Since the late 1980s I’ve continued to develop my own practice privately, drawing upon diverse sources including:
- Oscar Wilde’s writing on the “Confraternity of the Faithless”
- Federico Garcia Lorca’s Play and Theory of the Duende
- the Rubaiyat of Omar Khayyam
- the poetic Paganism of Tom Robbins
- the Aquarian idealism of Liong and Faye
- the carpe diem spirit of the Dead Poets Society
- Knightriders
- early ‘70s folk rock
- Terry Davis’ novel Vision Quest
- the heroic existentialism of ancient Icelandic philosophy
- shugendo-style bone games
- the bohemian death-positivity of Harold and Maude
- etc.
In 1998 and again in 2003 I produced several large-scale ritual performances challenging entrenched mainstream cultural perspectives on death, inspired by the themes of the European Danse Macabre and the Mexican Dia de Muertos.
After my father died in 2016 I became increasingly immersed in the contemporary death-positive movement. In December of 2020 I traveled back to New Zealand for a vacation and family reunion marking my mother’s 80th birthday. While there, we received the devastating news of a death in the American branch of the family. A few months after we returned to the USA, the COVID-19 lockdowns began. With time on my hands and mortality on my mind, I set about organizing, augmenting and refining the worldview I’d been cultivating for many years; some of the fruits of that work are presented on this site.
My Way of Life and Death essays and video presentations have been featured via Morbid Anatomy, the Atlas Obscura, the Spiritual Naturalist Society , Reimagine and OnlySky. Between July 2021-July 2022 I created and curated the experimental public art installation “… with hope that this assemblage of rubble would become a shrine …“. In October of 2021 I convened and participated in the inaugural Memoria Symposium and I occasionally teach the popular Art of Ritual course via Morbid Anatomy. In September of 2023 I collaborated with artists Virgil Wong and Bridget Carey on a virtual reality near-death experience and memento mori ritual event, held at the Morbid Anatomy Library in Brooklyn, NYC. I’ve also been exploring/collaborating with the Metamodern Spirituality movement via residencies and retreats at Sky Meadow in Vermont.

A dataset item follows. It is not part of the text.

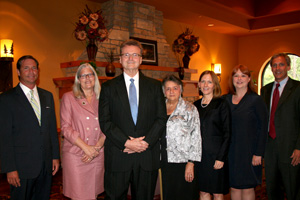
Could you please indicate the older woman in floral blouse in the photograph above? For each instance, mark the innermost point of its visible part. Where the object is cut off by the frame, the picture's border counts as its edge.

Readers with a particular interest in the potentials of Poetic Faiths – rational, anti-authoritarian, artistic religions and rituals – are invited to visit Alt-Death.com’s sister site, CultPunk.art.
I have a particular interest in new forms of thanatopositive ritual art and in the potentials of re-enchanting the secular world through the exercise of Poetic Faith in Lorca’s duende, imagined as an initiatory creative force inspired by the truth of mortality and represented by the rosy skull.
My questions are; how can we, as mortal humans, best lead meaningful and fulfilling lives? What is the art of being well-remembered? What is the Way of Life and Death, for ourselves and for our world?
In that spirit – memento mori ergo carpe diem.